NASA and satellite company team up to explore asteroid
NASA and a Palo Alto-based satellite manufacturer are working to get a spacecraft to an asteroid before one gets to us. Asteroid exploration has become one of NASA's top goals, and Space Systems Loral will play a key role in an upcoming mission that will allow scientists to get research equipment to a unique asteroid to study its composition. It's the company's first major foray into the world of deep-space exploration.
NASA's Discovery Program, aimed at improving our understanding of the solar system by exploring planets, moons and other celestial bodies, announced last month that it had selected two asteroid-centric missions - each with a $450 million price cap - to launch in the next decade.

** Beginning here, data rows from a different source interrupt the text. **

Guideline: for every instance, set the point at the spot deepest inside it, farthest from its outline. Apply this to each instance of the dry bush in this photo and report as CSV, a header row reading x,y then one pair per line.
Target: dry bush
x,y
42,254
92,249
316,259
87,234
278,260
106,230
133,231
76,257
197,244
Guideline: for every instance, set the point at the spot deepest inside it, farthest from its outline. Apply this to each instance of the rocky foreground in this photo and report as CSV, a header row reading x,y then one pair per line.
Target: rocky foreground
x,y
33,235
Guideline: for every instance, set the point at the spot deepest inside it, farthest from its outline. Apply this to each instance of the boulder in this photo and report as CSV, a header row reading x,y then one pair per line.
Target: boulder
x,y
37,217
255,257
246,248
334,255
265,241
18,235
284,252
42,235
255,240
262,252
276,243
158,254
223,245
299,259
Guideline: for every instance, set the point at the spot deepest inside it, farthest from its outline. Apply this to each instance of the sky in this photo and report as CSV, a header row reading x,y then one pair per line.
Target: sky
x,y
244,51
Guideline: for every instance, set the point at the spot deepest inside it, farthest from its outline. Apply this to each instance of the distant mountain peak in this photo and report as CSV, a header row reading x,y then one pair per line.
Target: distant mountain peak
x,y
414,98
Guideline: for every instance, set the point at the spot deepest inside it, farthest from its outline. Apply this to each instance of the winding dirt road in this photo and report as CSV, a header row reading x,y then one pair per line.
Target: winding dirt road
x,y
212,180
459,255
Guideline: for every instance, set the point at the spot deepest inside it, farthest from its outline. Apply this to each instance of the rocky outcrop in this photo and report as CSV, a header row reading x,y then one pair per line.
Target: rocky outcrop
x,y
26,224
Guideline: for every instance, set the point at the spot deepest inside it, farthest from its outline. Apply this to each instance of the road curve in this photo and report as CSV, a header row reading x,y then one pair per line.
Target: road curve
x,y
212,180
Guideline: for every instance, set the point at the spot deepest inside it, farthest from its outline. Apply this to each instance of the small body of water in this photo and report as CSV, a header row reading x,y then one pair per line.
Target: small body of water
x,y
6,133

One of the missions involves sending a spacecraft to Psyche, an asteroid named after the Greek goddess of the soul that is made entirely of metal. Scientists say metal asteroids are one of the last remaining things in our solar system that they have never seen up close.
"We've looked at rocky planets, gas giants, icy planets, rocky asteroids, comets - but never anything like this," said Jim Bell, a professor of planetary science at Arizona State University, where a team of scientists is leading the Psyche mission. The scientists believe the asteroid may be the metal core of a planet that was stripped of its rocky outer layers when it was destroyed billions of years ago.
Asteroids - rocky space bodies that orbit the sun - range in size from 600 miles in diameter to dust particles. Like Psyche, most are in the asteroid belt between Mars and Jupiter. NASA estimates the belt contains between 1.1 million and 1.9 million asteroids larger than a half-mile in diameter, plus millions of smaller ones.
Lindy Elkins-Tanton, the Arizona team's principal investigator, recently told Space News that visiting Psyche will allow scientists to "literally visit a planetary core - the only way that humankind ever can." Psyche's metallic iron and nickel composition is similar to Earth's core, so studying the asteroid may help scientists understand how planets' layers - such as cores and crusts - separate.
Bell, Elkins-Tanton's second-in-command, will be in charge of obtaining color images of the asteroid and figuring out its surface geology from the images. For Bell, Psyche represents the opportunity to study a world made of metal. "We don't know what to expect regarding impact craters or tectonic features," he said. "Our predictions are all over the map of Dr. Seuss-like landscapes."
The mission, set to launch from Florida's Kennedy Space Center in 2023, hopes to use data collected from the metallic asteroid to help scientists learn about how planets with cores like Psyche formed during the early days of our solar system.
Erik Asphaug, another investigator on the team, likens himself to "a kid in a candy store." Like Bell, he yearns to understand the geology of an entirely metallic body: "Was there ever water on Psyche? Is there evidence for chemical processes? Plate tectonics?"
Added Bell: "We're also trying to figure out what these kinds of asteroids are like, to inform us about others like it that could be a threat to Earth in the future." The Arizona team says it will take five to seven years for the mission's spacecraft to get to the asteroid - which is 130 miles in diameter - and then it will spend one year collecting data as it orbits the asteroid.
Bell's imaging camera, along with a gamma ray neutron detector to detect the asteroid's composition and a magnetometer to detect its magnetic fields, will also be making the journey. Information will be relayed back via a radio antenna on the spacecraft that communicates with the deep-space network antennas on Earth.
The responsibility of building the shuttle-bus-size spacecraft that will travel to Psyche falls to Space Systems Loral, or SSL - a 60-year-old company that constructs and launches commercial communications satellites for companies such as Sirius XM and DirecTV.
When the company announced it was awarded the mission's $127 million contract in early January, SSL President John Celli said "years of experience and success in building state-of-the-art spacecraft" positioned the company to contribute to the NASA mission.
The spacecraft will be built in conjunction with NASA's Jet Propulsion Laboratory in Pasadena, which will later integrate the scientific instruments and computer "brain." Bob Mase, deputy project manager for the Psyche mission at JPL, called it a "tag-team effort that leverages both parties' strengths."
Harrison Pitman of Made In Space, a Mountain View company that manufactures technology for use in space, said that his company recognises the importance of reaching resource-rich asteroids like Psyche.
Made In Space, which did not compete for the Psyche project contract, is working on another project aimed at traveling to an asteroid in deep space. The project involves using robotics to convert an asteroid into a self-propelled spacecraft that flies itself back to Earth's orbit. Once in orbit, the asteroid can be mined for resources like rare metals that are unobtainable on Earth.
The Psyche collaboration also marks a new trend at the nexus of scientific exploration and commercial production. Al Tadros, a vice president at SSL who has been with the company for 28 years, said the firm has had to make some major adjustments to pull off the asteroid project - but is loving every minute of it.
"It's a change from communication satellites, which are business- and profit-driven," he said. "But like our commercial business, NASA projects demand low risk and on-time delivery." Tadros said SSL was chosen from more than 20 proposals following an initial selection process, vigorous oral evaluations and an on-site visit from 80 NASA reviewers.